Burgers, crayons could boost industry image, execs say

The pressure is on the oil industry.

That was the message from Southwestern Energy CEO Steve Mueller during the opening keynote address of the NAPE Expo’s business conference on Wednesday. There is persistent public concern about oil and gas production, much of it related to hydraulic fracturing, Mueller said.

But energy executives can’t just insist their companies are safe and hope that their message will win over the public, since many people believe there are serious health and environmental risks involved in oil and gas production, he said.

“Any time there’s a risk, you’re going to magnify that and you’re going to decrease the positive, so just going out and saying the positive part is not going to be the answer,” Mueller said. “We can’t just say that 90 percent of the industry is doing a good job. … We have to figure out some way that we can capture their imagination.”

One way to do that might be by reaching out to children, he said.

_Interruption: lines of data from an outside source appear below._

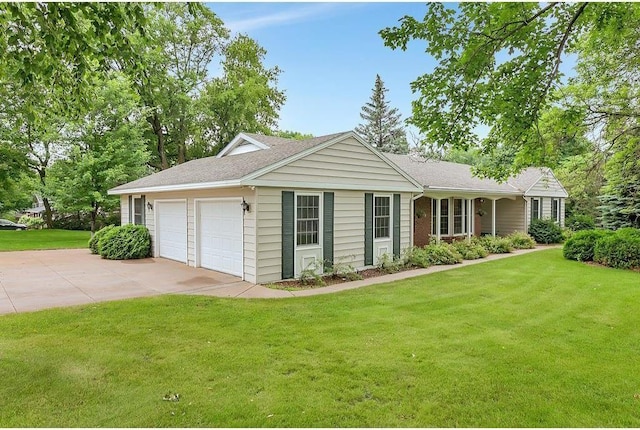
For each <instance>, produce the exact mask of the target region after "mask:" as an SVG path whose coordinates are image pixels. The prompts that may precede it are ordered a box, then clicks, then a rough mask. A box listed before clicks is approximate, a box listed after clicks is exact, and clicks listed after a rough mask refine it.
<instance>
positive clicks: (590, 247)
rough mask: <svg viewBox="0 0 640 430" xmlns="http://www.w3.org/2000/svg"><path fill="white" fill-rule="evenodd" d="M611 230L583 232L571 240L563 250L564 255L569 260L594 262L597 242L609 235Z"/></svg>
mask: <svg viewBox="0 0 640 430" xmlns="http://www.w3.org/2000/svg"><path fill="white" fill-rule="evenodd" d="M611 234H613V232H612V231H611V230H581V231H578V232H576V233H575V234H574V235H573V236H571V238H569V239H568V240H567V241H566V242H565V244H564V247H563V248H562V255H564V258H566V259H568V260H576V261H593V252H594V249H595V247H596V242H597V241H598V240H599V239H601V238H603V237H605V236H608V235H611Z"/></svg>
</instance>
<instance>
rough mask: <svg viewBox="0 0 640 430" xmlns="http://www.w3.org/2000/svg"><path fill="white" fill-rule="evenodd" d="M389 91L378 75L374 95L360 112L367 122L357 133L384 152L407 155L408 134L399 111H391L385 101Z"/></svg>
mask: <svg viewBox="0 0 640 430" xmlns="http://www.w3.org/2000/svg"><path fill="white" fill-rule="evenodd" d="M387 91H388V90H387V89H386V88H385V87H384V82H382V79H380V75H376V83H375V86H374V88H373V94H372V95H371V98H370V100H369V102H368V103H367V104H365V105H364V106H363V107H362V112H360V118H362V119H363V120H364V121H365V122H364V124H360V125H358V127H356V133H358V134H360V135H361V136H362V137H363V138H364V139H365V140H366V141H367V142H368V143H370V144H371V145H373V146H374V147H375V148H377V149H378V150H380V151H382V152H393V153H395V154H407V153H408V152H409V144H408V143H407V134H406V132H405V130H404V127H403V126H402V124H401V122H400V114H399V113H398V109H396V108H393V109H391V108H390V107H389V102H388V101H385V99H384V93H386V92H387Z"/></svg>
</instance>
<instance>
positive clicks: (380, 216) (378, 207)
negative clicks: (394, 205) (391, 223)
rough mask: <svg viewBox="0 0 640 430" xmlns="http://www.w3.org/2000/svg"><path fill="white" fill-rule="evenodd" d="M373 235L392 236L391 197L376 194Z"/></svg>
mask: <svg viewBox="0 0 640 430" xmlns="http://www.w3.org/2000/svg"><path fill="white" fill-rule="evenodd" d="M373 237H374V239H382V238H388V237H391V198H390V197H380V196H376V197H374V199H373Z"/></svg>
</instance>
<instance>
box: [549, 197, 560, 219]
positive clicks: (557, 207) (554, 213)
mask: <svg viewBox="0 0 640 430" xmlns="http://www.w3.org/2000/svg"><path fill="white" fill-rule="evenodd" d="M551 219H552V220H554V221H555V222H558V223H559V222H560V199H551Z"/></svg>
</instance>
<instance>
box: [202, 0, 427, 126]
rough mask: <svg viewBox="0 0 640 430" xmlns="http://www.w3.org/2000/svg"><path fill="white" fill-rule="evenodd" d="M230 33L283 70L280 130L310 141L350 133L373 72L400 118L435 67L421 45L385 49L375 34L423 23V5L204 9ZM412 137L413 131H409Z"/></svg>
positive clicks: (424, 8) (277, 3)
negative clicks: (263, 48)
mask: <svg viewBox="0 0 640 430" xmlns="http://www.w3.org/2000/svg"><path fill="white" fill-rule="evenodd" d="M208 6H209V7H210V8H211V9H212V10H213V11H214V12H215V13H216V14H217V15H218V16H219V17H220V18H221V19H222V20H223V21H224V23H225V25H226V26H227V28H229V29H230V30H231V31H232V32H234V33H237V32H241V33H245V34H247V35H249V36H250V37H252V38H253V39H255V40H256V41H257V42H258V43H259V44H260V45H261V46H262V47H264V48H265V49H266V50H267V56H266V59H265V63H266V65H267V66H269V67H271V66H275V65H277V66H278V67H280V69H282V74H281V75H280V79H279V82H278V88H280V89H281V90H284V91H285V94H286V96H287V101H286V103H285V105H284V106H283V107H282V109H281V111H280V129H281V130H293V131H299V132H302V133H311V134H313V135H315V136H320V135H323V134H330V133H335V132H340V131H345V130H352V129H354V128H355V127H356V126H357V125H358V124H359V123H360V122H361V118H360V111H361V108H362V106H363V105H364V104H365V103H366V102H367V101H368V100H369V97H370V96H371V91H372V88H373V84H374V81H375V76H376V73H377V74H379V75H380V77H381V78H382V80H383V81H384V83H385V86H386V88H387V89H388V90H389V91H388V92H387V95H386V96H387V100H389V101H390V103H391V106H392V107H396V108H398V109H399V111H400V112H401V114H402V118H403V119H405V118H407V117H408V116H410V114H411V101H412V100H413V99H415V98H416V95H414V94H412V93H411V88H410V83H411V81H413V80H415V79H416V78H417V77H418V76H420V75H422V74H424V73H428V72H430V71H431V70H433V67H435V62H434V61H433V59H432V58H431V57H429V56H428V55H427V54H426V53H425V52H424V48H425V45H424V42H423V43H422V44H421V43H420V42H412V43H411V44H410V46H409V47H408V49H407V51H401V50H397V51H394V50H391V49H390V48H387V47H385V46H384V43H383V41H382V38H381V37H380V36H379V34H378V32H379V31H380V30H381V29H383V28H385V27H391V26H394V25H396V24H397V23H398V20H399V19H400V18H402V17H403V16H405V15H411V16H414V17H415V18H418V19H422V18H423V16H424V14H425V12H426V6H425V4H424V3H209V4H208ZM414 131H415V130H414Z"/></svg>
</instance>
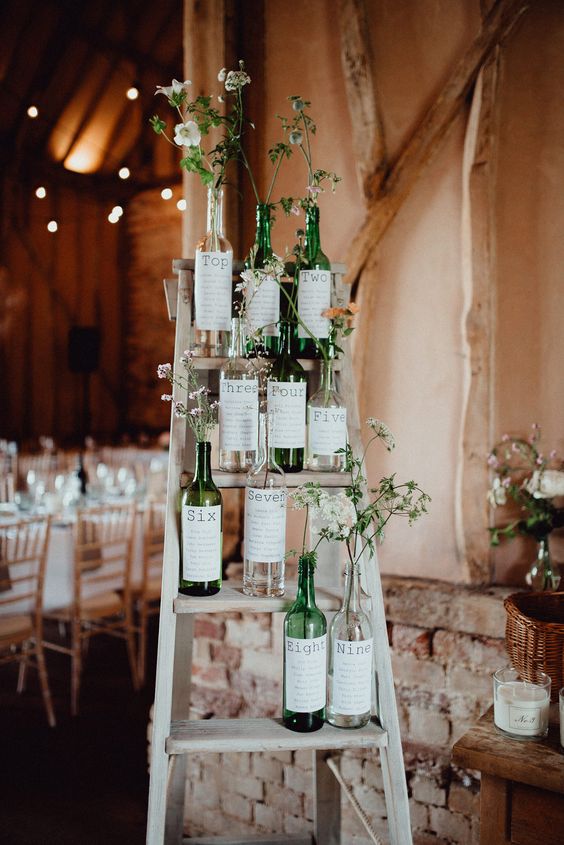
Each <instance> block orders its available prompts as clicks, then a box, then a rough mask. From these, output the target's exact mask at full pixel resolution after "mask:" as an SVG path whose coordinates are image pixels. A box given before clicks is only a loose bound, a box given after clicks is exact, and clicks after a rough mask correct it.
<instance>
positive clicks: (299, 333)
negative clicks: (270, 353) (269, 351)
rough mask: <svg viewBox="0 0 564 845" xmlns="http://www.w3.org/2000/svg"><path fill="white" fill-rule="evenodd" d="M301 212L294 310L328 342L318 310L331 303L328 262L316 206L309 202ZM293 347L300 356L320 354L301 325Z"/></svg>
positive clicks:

That message was echoed by Scott Noble, CEO of Noble Royalties. He credited Newt Gingrich for the idea of distributing coloring books that could help children understand the role the oil industry plays in society. Talisman Energy tried that idea, releasing its Talisman Terry, the Friendly Fracosaurus, coloring book in 2011. But the company caught some flak for cartoon character and ditched the book soon after.

Other outreach efforts could illustrate the economic benefits energy companies provide society, including the services supported by oil industry tax dollars, Noble said.

“Our financial windfall has to show that we care in some way and then I think we can get them from one side to the other,” he said.

He compared the effort to promote the industry as similar to marketing other products.

“McDonald’s doesn’t have a great hamburger folks, and they still outsell everybody,” he said.

Noble also ridiculed other sources of energy, like wind. He argued that wind turbines are far less productive than oil and gas in terms of energy production, and said that attempting to replace one oil and gas well would require scores of windmills.

“Good luck with that model,” he said.

He also said the fight for supporting the oil and gas industry could start in schools, where there is a large emphasis on education about the environment.

“You have three classes on rain forests, you have zero on oil and gas,” he said.